A segment can be divided by geography, demographics, psychographic/lifestyle and behavioural factors. Modern marketing focuses more on behavioural segmenting rather than geography. There are additional segments when it comes to B2B segmenting, dividing with operating variables (such as technology), purchasing behaviour, situational factors, size of operation, industry and organisational characteristics.
There are three major steps in target marketing:
(1) Segmentation: this is where the market is divided into partitions based on key characteristics and elements that are important to the organisation, such as age.
(2) Targeting: each partition is analysed based on how attractive, profitable and accessible they are and one or a combination are selected as the target market.
(3) Differentiation and Positioning: the organisation forms and executes a communication plan to advertise and promote the unique features and benefits of their product to the target market.
An organisation can segment based on however they see fit, however an effective segment has the following characteristics:
(1) Measureable: easy to quantify for research and results
(2) Substantial: enough to provide profits and sufficient opportunities
(3) Accessible: low in obstacles to reach
(4) Differentiable: distinguishable enough from other segments
(5) Actionable: strategies are able to be formulated to take advantage of the segment correctly
(6) Predictable: their behaviour is not sporadic or unmanageable.
Choosing A Segment
Analysing segments to select one can be done in two main ways:
(1) Top-down, which is start with the organisation and its capabilities and working out how to make the segment match.

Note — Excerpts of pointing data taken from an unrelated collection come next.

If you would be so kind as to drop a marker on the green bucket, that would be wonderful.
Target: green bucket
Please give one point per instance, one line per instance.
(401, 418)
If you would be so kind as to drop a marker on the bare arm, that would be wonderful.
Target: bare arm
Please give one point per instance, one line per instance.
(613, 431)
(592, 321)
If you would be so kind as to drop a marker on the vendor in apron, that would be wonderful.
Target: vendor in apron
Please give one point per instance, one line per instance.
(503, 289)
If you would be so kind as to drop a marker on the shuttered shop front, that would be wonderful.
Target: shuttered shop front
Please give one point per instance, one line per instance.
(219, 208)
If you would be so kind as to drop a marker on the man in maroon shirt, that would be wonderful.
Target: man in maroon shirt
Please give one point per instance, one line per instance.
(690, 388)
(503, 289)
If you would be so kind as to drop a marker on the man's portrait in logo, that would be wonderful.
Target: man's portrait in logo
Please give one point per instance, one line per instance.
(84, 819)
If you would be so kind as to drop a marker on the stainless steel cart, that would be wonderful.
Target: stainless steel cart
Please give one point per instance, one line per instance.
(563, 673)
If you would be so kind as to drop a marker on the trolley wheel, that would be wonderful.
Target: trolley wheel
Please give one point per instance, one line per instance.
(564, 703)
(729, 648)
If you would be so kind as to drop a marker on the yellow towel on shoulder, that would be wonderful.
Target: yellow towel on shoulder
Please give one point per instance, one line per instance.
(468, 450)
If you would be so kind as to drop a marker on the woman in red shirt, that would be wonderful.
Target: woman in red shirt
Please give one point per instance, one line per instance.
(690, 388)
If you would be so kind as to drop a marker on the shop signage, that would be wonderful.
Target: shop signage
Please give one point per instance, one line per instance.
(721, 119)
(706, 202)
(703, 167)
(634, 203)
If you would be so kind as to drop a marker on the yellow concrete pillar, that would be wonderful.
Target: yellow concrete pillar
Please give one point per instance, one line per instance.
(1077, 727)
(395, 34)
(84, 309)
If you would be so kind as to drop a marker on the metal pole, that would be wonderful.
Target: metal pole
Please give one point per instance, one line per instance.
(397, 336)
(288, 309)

(2) Bottom-up is analysing the segment and fitting the organisation to the segment.
Basically put, if a segment is highly attractive and the organisation has the strength to enter it, then it is a good segment. However if the segment looks poor and the organisation is not capable, avoid at all costs. The areas in the middle are questionable.
In a segment, an organisation must position their product to how they want their consumers to view it. However, ultimately, it is up to the customers to decide their feelings toward the brand based on all experienced stimuli from the market.
A good marketing strategy will ensure the positioning is favourable and profitable for the organisation, as customers view the product as desirable based on their characteristics.
Changing a position is risky and tricky as positioning can become well ingrained. It could ruin or improve a product or brand’s image. This is one some brands use a ‘flank’ strategy, creating a sub or related brand in the same market with a different positioning, such as Toyota and Lexus in the car market.
To choose a positioning strategy, an organisation must identify the competitive advantages their product and organisation, select the most desirable attribute from the viewpoint of the customers and then communicate this effectively with the target market.
A competitive advantage is a feature, attribute, brand or other factor that gives one product offering something more favourable than all of its competitors in the market. This can be through product differentiation (eg: greater performance, or design), service differentiation (eg: better training or delivery), image differentiation (more desirable branding or events) or personnel differentiation (superior skills and training).
The correct competitive advantages must be chosen to create a unique selling proposition tailored for your target market. The criteria for deciding which differences to promote depend on how important, communicable, superior, distinctive, profitable, affordable and pre-emptive these differences are to the target market.